The daughter applied early action to North Carolina and because she knew from the day I bullied her into visiting the campus that she simply HAD to go there, her deposit check was written before the acceptance letter was received. And the third kid didn’t care where he went, as long as he could play baseball, so he just grabbed the first Division 1 offer he received.
But good old Max in the Middle ran me through the wringer with the incessant flip-flopping, crony-conferring and soul-searching that surrounded his ultimate last-minute college decision to choose Rowan University.
And when I say last-minute, I mean last-minute. He made the announcement to his sweaty-palmed parents at 11:58 pm on the day of the deadline.
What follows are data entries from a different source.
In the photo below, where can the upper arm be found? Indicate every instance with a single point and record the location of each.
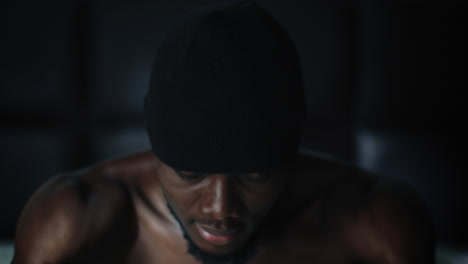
(395, 227)
(70, 220)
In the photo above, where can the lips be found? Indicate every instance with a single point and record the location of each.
(218, 236)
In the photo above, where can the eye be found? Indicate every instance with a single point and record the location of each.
(191, 176)
(255, 177)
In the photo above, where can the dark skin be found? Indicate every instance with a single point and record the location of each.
(313, 211)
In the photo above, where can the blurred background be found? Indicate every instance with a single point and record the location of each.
(384, 85)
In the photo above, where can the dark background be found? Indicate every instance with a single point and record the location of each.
(384, 85)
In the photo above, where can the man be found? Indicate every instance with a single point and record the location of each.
(224, 182)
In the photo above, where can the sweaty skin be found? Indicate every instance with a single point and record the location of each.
(316, 211)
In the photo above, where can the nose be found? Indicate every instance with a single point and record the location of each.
(219, 199)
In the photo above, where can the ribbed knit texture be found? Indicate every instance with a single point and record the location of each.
(226, 92)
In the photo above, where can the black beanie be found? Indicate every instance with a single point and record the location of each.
(226, 92)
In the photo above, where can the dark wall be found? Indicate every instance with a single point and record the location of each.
(383, 86)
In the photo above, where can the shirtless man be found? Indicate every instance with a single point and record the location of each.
(224, 182)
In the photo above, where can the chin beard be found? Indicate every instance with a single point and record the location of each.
(240, 256)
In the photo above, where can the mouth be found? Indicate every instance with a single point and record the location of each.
(218, 236)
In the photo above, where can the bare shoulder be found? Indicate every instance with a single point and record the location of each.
(363, 217)
(78, 218)
(395, 226)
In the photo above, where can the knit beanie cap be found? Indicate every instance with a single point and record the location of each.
(226, 92)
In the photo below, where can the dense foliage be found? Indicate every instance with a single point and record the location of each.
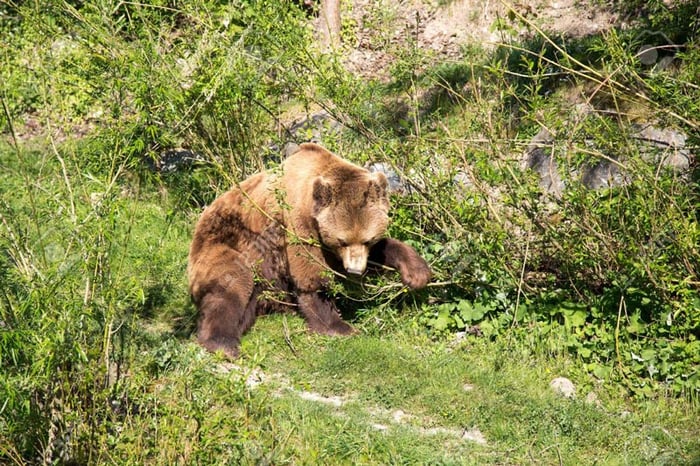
(95, 227)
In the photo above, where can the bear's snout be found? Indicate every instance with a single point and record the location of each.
(355, 258)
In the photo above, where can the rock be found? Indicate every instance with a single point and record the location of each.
(539, 157)
(666, 146)
(604, 174)
(592, 399)
(563, 386)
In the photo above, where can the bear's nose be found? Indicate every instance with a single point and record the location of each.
(355, 259)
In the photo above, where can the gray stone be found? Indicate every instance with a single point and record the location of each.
(563, 386)
(539, 158)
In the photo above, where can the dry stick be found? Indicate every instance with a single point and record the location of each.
(617, 332)
(594, 75)
(522, 279)
(287, 337)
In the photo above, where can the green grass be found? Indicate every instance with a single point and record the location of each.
(398, 399)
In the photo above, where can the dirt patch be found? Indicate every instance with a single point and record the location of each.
(383, 29)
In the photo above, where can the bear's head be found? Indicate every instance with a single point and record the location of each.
(351, 209)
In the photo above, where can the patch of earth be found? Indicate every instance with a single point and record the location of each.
(383, 28)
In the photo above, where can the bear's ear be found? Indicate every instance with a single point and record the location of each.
(322, 193)
(379, 184)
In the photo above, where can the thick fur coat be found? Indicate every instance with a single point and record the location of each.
(272, 241)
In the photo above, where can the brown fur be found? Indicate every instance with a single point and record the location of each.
(282, 232)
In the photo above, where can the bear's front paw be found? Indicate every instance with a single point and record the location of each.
(416, 277)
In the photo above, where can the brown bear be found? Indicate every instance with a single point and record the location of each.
(271, 243)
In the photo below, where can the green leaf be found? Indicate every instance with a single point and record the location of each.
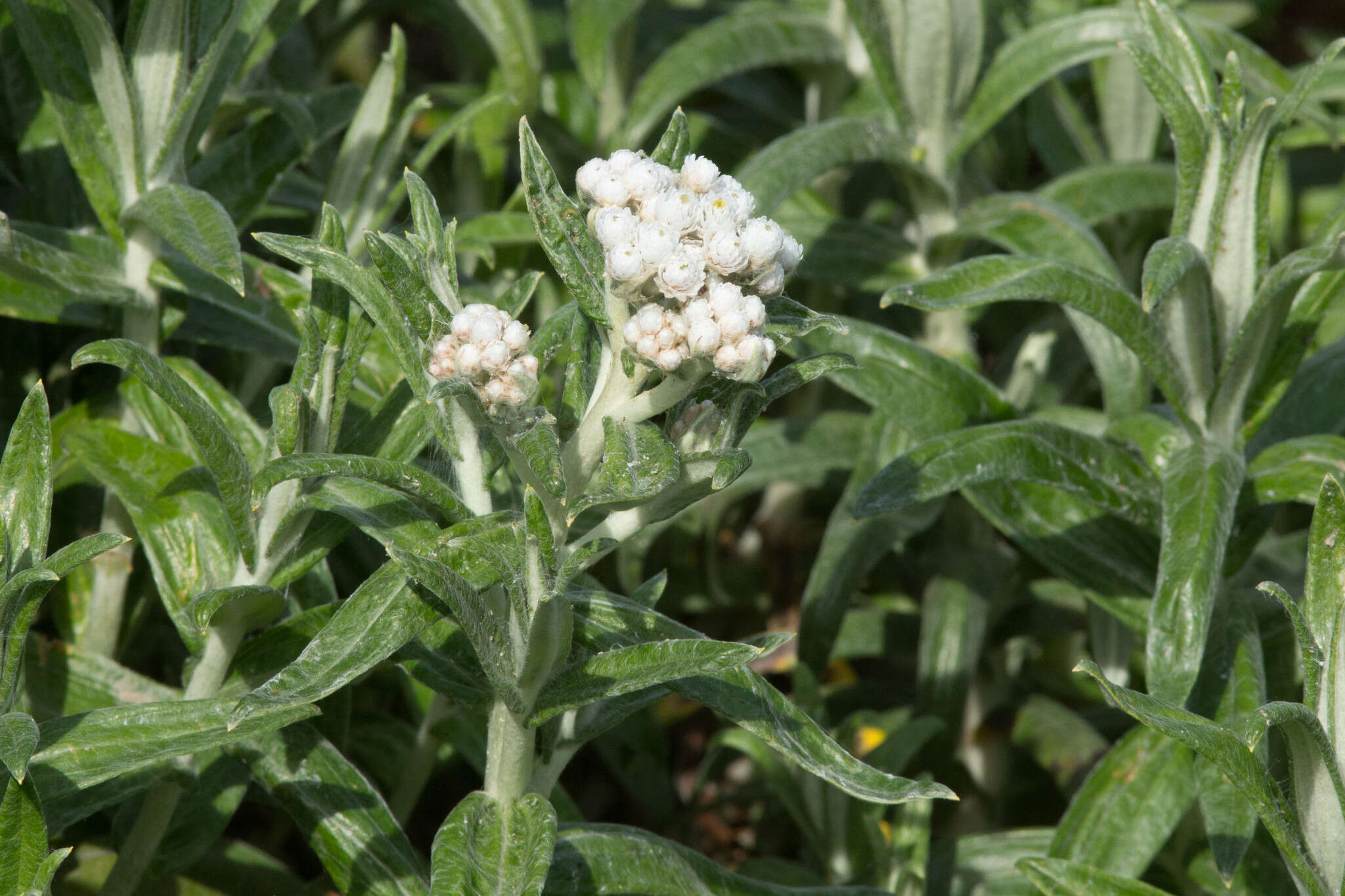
(759, 37)
(508, 27)
(638, 463)
(1229, 753)
(1319, 794)
(18, 740)
(592, 860)
(625, 670)
(797, 159)
(23, 836)
(195, 224)
(26, 486)
(1200, 495)
(994, 278)
(404, 477)
(1059, 878)
(250, 605)
(1034, 56)
(84, 750)
(1129, 805)
(563, 230)
(676, 142)
(215, 441)
(1102, 192)
(340, 812)
(491, 849)
(1099, 472)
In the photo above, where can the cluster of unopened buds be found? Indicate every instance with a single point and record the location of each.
(685, 251)
(487, 349)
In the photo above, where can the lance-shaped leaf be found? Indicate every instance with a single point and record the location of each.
(1200, 496)
(250, 606)
(676, 142)
(217, 442)
(1129, 805)
(195, 224)
(591, 860)
(79, 752)
(996, 278)
(340, 812)
(404, 477)
(1229, 753)
(1060, 878)
(18, 740)
(563, 230)
(638, 463)
(1319, 796)
(625, 670)
(759, 38)
(26, 486)
(490, 849)
(1099, 472)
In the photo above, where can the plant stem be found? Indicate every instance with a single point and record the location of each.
(509, 754)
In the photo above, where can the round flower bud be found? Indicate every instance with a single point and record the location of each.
(698, 174)
(657, 242)
(697, 310)
(678, 209)
(615, 224)
(622, 160)
(704, 337)
(588, 178)
(631, 332)
(772, 282)
(495, 356)
(643, 179)
(669, 359)
(682, 276)
(753, 309)
(516, 336)
(625, 264)
(468, 359)
(763, 240)
(791, 253)
(611, 191)
(725, 299)
(724, 253)
(650, 319)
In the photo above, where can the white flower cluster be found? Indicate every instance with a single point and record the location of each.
(489, 350)
(688, 246)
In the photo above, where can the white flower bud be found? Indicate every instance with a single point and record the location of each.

Max was basically choosing between Temple University, a seemingly perfect fit, and Rowan, a New Jersey state college that wanted him on their football team. Max is tall and smart and has a good arm, but knew that his quarterbacking skills were nowhere in the league of say, a guy like Tom Brady. So, not only were there concussions and academic tracks to consider, but he had to delve deep into his left-handed soul and ask himself, did he really want to play a sport in college?
Of course he did.
His best friends were doing it.
And as we all know, high-schoolers are the most peer-driven people on the planet. Jamal was going to run track at Temple; Chris was going to play basketball at Pitt; Kris, who had gone to a prep school in Connecticut, repeating a grade and upping his athletic and academic potential, was most certainly going to play basketball in college the following year; and Siddiq was enrolling in a post-grad year at what was essentially a football player factory.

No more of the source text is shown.